Us (Next 1-2 hours):

  1. Create skills/worklog-compression/ skill
  2. Adapt their existing scripts (compress_worklog.sh, archive_old_worklogs.sh)
  3. Write SKILL.md with their workflow
  4. Add to our Nix flake packages
  5. Document how to use it
  6. Commit to skills repo

Them (When ready):

  1. Point them to the skill we built
  2. Show them AGENTS.md and template skill
  3. They test the skill in their environment
  4. They fork/modify to their needs
  5. Optional: They submit improvements back

Collaboration Points:

  • We review their modifications
  • They report bugs/feature requests
  • We help with Nix packaging if needed
  • Knowledge exchange on workflow patterns

Next Steps

  1. Confirm with user - Is hybrid approach acceptable?
  2. Build MVP skill - 1-2 hour effort
  3. Deploy to ops-dev - Use our Nix flake module
  4. Create handoff doc - How to modify/maintain
  5. Schedule knowledge transfer - When they're ready to take over

Comparison: Skills Repo vs Their Repo

If Skill Lives in skills repo (dan/skills)

Pros:

  • Centralized discovery (one place to find all skills)
  • Our Nix flake already set up
  • Shared improvement (others could use it)
  • Consistent structure (all skills follow same pattern)

Cons:

  • They need access to this repo to modify
  • Deployment coupling (need to pull this repo)
  • Version sync issues (their changes affect others)

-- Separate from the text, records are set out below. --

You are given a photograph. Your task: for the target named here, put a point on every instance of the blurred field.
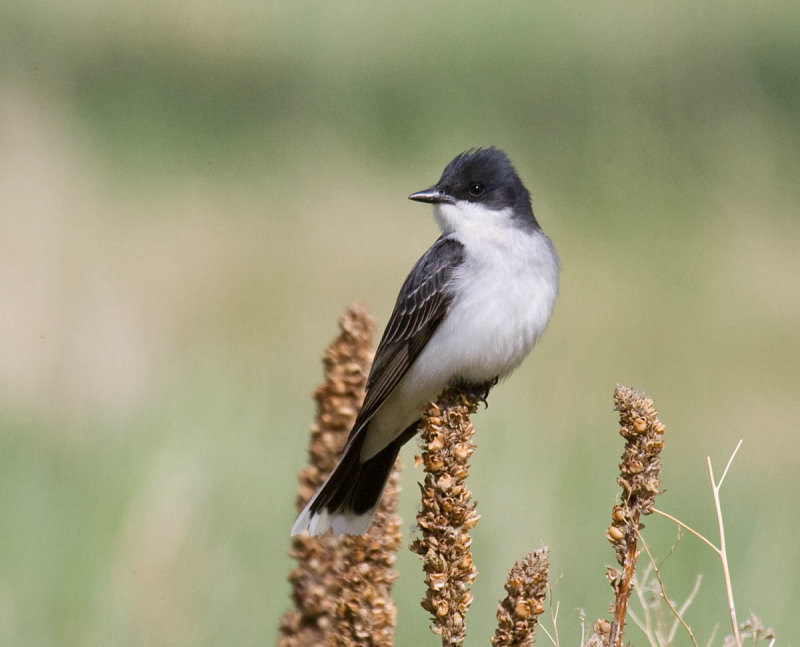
(191, 193)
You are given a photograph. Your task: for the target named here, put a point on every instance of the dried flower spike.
(447, 514)
(639, 479)
(342, 586)
(517, 613)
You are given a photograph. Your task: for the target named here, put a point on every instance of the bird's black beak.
(433, 195)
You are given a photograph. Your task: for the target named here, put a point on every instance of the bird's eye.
(476, 189)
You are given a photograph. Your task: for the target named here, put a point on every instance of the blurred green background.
(192, 192)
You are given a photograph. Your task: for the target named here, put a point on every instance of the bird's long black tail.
(348, 499)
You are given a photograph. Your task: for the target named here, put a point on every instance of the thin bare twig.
(687, 528)
(723, 552)
(663, 591)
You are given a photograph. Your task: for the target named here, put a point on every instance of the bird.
(469, 312)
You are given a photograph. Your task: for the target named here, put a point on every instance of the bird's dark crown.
(486, 176)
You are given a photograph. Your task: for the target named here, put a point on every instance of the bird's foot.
(477, 391)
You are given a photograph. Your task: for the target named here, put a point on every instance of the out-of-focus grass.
(190, 194)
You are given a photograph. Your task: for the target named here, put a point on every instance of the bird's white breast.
(504, 292)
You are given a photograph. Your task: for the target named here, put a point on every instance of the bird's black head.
(485, 177)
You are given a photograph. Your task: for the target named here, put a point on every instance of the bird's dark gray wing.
(420, 308)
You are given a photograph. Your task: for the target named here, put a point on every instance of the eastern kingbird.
(469, 312)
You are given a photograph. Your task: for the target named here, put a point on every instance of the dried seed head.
(447, 513)
(342, 586)
(517, 612)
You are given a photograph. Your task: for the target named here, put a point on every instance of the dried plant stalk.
(341, 586)
(639, 479)
(447, 514)
(517, 613)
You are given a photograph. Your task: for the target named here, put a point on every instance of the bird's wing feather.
(421, 306)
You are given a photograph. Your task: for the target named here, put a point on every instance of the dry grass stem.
(662, 592)
(517, 612)
(341, 586)
(639, 479)
(447, 514)
(721, 550)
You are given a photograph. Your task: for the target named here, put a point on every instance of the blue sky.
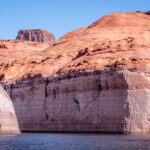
(59, 16)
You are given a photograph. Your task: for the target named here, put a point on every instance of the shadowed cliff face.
(8, 121)
(93, 79)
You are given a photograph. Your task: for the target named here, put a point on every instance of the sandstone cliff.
(37, 35)
(8, 120)
(94, 79)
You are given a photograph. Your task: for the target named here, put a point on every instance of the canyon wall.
(109, 101)
(8, 120)
(36, 35)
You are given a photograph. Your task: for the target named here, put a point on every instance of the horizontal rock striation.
(100, 101)
(36, 35)
(8, 120)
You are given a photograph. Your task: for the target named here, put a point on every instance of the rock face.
(8, 120)
(36, 36)
(94, 79)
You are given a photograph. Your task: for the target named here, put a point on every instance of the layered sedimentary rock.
(8, 120)
(94, 79)
(36, 35)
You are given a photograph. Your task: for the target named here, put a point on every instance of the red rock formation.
(37, 35)
(8, 120)
(95, 78)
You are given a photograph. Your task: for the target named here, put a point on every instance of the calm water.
(55, 141)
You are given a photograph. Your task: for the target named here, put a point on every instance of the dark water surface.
(56, 141)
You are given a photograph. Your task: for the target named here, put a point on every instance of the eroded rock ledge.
(99, 101)
(8, 120)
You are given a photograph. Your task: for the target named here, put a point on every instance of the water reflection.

If Skill Lives in Their Repo (dan/prox-setup)

Pros:

  • Full control (no PRs needed to modify)
  • Independent versioning (break things freely)
  • Deployment coupled to their environment
  • Natural fit (skill alongside the workflow it supports)

Cons:

  • Not discoverable by others
  • Need to create their own Nix flake (or use ours via input)
  • Duplicate effort if others want similar

Recommendation

Start here, migrate there:

  1. Build MVP in dan/skills (fast iteration, we control)
  2. Once stable, they can:
    • Keep using from our repo (via Nix flake input)
    • Copy to their repo (for full control)
    • Maintain in both (improvements flow back)

Questions for User

  1. Timeline: How urgently do you need this? (affects whether we build or teach)
  2. Ownership preference: Do you want to maintain this long-term or prefer we do?
  3. Learning goal: Is learning skill development important, or just having working skill?
  4. Collaboration model: Comfortable with PRs back to skills repo, or prefer isolation?
  5. Deployment: ops-dev only, or other VMs too?
  • Recent worklog: 2025-11-09-ops-dev-vm-mobile-connectivity-and-skills-deployment.org

    • They deployed tufte-press skill to ops-dev
    • Used flake bundling approach (environment.etc)
    • Understand skills deployment pattern
    • Already have Forgejo repository for skills
  • Their agent knows:

    • How to write worklogs (206 examples)
    • Shell scripting patterns
    • Git integration patterns
    • Org-mode structure
  • We know:

    • Skill architecture
    • AGENTS.md guidelines
    • Nix flake packaging
    • Testing/validation patterns

Best outcome: Combine expertise - we scaffold structure, they provide domain knowledge.